Spatial transcriptomics (ST) was named ‘Method of the Year 2020’ by Nature Methods and was more recently featured in Nature’s Seven technologies to watch in 2024. ST is now a prerequisite for researching transcriptional pathology at the cellular and molecular levels. Current use of ST is ubiquitously applied to multiple pathologies, including neurodegenerative disease, cancer, cardiomyopathy and nephrology. There is also an emerging application of ST in plant and microbiome research. While there are a plethora of spatial analysis applications, these are not unified or easily manageable by research scientists and they lack any hope of delivering FAIR and reproducible results.

To address this challenge, we will implement Spatial2Galaxy (S2G) – a self-contained, reproducible, scalable FAIR spatial transcription analysis platform for researchers and bioinformaticians alike. We will develop S2G based on our success with developing Galaxy workflows, training materials and ST and single-cell analysis pipelines. 

S2G will provide state-of-the-art ST tools and workflows with proven high performance in benchmarking studies, ensuring the uptake of best practices. These tools will be demonstrated on datasets that connect various ST databases. This will consolidate community guidelines for integrative multi-modal single-cell omics and imaging analysis. Compared to non-spatial single-cell sequencing, presented as the Nature ‘Method of the Year 2013', it took six years until practical training and workflows for its analysis were FAIRified and available in Galaxy by 2019. In contrast, S2G aims to reduce this gap between technologies becoming relevant and provision of FAIR resources to the life science community for ST. 

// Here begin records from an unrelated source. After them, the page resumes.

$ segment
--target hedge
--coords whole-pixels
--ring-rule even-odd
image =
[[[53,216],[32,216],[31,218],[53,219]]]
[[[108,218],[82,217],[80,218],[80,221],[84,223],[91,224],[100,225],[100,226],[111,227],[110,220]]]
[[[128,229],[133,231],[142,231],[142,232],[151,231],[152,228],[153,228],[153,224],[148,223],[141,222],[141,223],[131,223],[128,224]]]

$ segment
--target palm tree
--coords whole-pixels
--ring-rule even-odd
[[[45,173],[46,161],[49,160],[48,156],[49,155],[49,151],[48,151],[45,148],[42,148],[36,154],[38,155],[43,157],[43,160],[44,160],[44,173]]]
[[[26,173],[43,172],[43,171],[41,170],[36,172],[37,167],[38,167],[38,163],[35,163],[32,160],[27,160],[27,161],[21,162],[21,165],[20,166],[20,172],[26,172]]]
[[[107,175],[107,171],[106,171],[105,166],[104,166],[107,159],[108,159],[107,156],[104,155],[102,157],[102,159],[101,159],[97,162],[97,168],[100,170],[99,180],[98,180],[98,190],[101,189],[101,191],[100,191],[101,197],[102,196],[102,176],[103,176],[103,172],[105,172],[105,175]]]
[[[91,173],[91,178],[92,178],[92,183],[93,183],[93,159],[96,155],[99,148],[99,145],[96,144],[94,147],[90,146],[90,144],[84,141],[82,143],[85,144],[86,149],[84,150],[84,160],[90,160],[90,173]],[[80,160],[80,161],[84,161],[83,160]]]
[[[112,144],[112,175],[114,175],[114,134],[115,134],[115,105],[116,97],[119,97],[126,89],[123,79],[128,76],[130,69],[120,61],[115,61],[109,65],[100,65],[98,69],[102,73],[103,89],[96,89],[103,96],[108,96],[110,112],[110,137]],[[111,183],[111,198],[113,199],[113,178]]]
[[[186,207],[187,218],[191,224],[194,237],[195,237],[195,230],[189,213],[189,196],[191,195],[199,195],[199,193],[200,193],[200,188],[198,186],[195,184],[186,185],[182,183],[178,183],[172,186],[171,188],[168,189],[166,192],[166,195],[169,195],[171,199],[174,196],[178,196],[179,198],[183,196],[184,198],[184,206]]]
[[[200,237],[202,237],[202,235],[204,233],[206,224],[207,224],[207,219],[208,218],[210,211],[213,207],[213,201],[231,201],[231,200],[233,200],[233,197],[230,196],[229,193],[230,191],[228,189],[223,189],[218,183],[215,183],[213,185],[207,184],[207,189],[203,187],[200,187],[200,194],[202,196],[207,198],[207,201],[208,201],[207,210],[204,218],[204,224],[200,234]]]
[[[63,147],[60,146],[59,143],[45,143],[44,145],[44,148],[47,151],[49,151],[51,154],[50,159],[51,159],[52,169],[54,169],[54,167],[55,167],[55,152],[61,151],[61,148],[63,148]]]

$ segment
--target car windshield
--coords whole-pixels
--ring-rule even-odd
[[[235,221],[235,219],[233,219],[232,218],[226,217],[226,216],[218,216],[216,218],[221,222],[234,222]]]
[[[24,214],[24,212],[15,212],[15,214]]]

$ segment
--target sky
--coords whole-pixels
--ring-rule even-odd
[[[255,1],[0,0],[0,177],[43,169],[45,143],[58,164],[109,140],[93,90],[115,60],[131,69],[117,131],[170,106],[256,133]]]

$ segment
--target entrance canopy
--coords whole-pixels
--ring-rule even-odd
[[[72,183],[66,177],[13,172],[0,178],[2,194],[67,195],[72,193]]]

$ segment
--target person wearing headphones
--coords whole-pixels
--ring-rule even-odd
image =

The ELIXIR metabolomics community relies on standards, formats and data treatment solutions development and adoption, but it remains challenging to ensure high-quality reported metadata, sufficiently contextualised results, interoperable and reusable datasets and to integrate these metabolomics data with other omics or studies. 

This project is designed to address these issues and aims to connect key international standards with ELIXIR resources, as well as creating associated community guidelines and training materials. 

Based on the FAIRification framework, activities in the project will: i) increase interoperability and reuse of public metabolomics datasets and workflows through enhanced and extended open data standards, resources and new semantic annotations, ii) define, ensure and establish quality control for study baselines in Metabolomics and Exposomics, and iii) facilitate metabolomic data interpretation and meta-analysis integration with multi-omics and systems biology studies. 

As a first necessary step, the project will create a Semantic Metabolomics Data Model to standardise metadata, ensuring unambiguous reuse of metabolomics projects. This model will focus on integrating key ontologies, providing open training initiative and enhancing the interoperability of metabolomics data through the production of open guidelines for annotation steps. By linking with ELIXIR’s Deposition databases, ISA Framework and other services, the project seeks to boost interconnection with ELIXIR platforms, other ELIXIR communities (Systems Biology, Food and Nutrition, Galaxy, Proteomics, Toxicology, Research Data Alliance Focus Group ...), the FAIR Cookbook and BioSchemas.org communities. Project outcomes are expected to promote  the emergence of ambitious and innovative semantic-based solutions for inter-comparison of studies in healthcare, clinical and plant domains.